Zozan Sewger Kvist: For 25 years the families have been telling us the same thing: the system doesn’t connect.
The breakdown is most evident in health care, especially when transitioning from pediatric to adult care. But it also happens when patients are transitioning between schools, social services and medical teams. No one is looking at their care from a holistic point of view. Families become their own project managers. They are the ones booking appointments, chasing referrals, explaining the diagnosis again and again. It’s a heavy burden.
That’s largely why our organization exists. We provide families with the knowledge, networks and tools to navigate the system and understand their rights. But there’s a limit to what one organization can do. In a perfect world, these functions would already be embedded within public care.
Without clear national coordination, it becomes much harder to monitor whether families are actually receiving the support they are entitled to.
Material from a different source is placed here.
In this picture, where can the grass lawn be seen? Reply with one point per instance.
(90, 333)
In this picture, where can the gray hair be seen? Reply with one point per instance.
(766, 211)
PS: Access to rare disease care varies widely within many European countries and Sweden is no exception. In practical terms, what do those regional disparities look like?
ZSK: Swedish families have the same rights across the country, but regional priorities differ. That leads to unequal access in practice. For example, areas with university hospitals tend to have stronger specialist networks and rehabilitation services. In more rural parts of the country, especially in the north, it is harder to attract expertise, and families feel that gap directly.
In practical terms, that can mean something as basic as access to rehabilitation. In some regions, children receive coordinated physiotherapy, speech therapy and follow-up. In others, families struggle to access rehabilitation at all. And that’s a big issue because a lot of Sweden’s health care runs through rehabilitation — without it, referrals to other services and treatments can stall.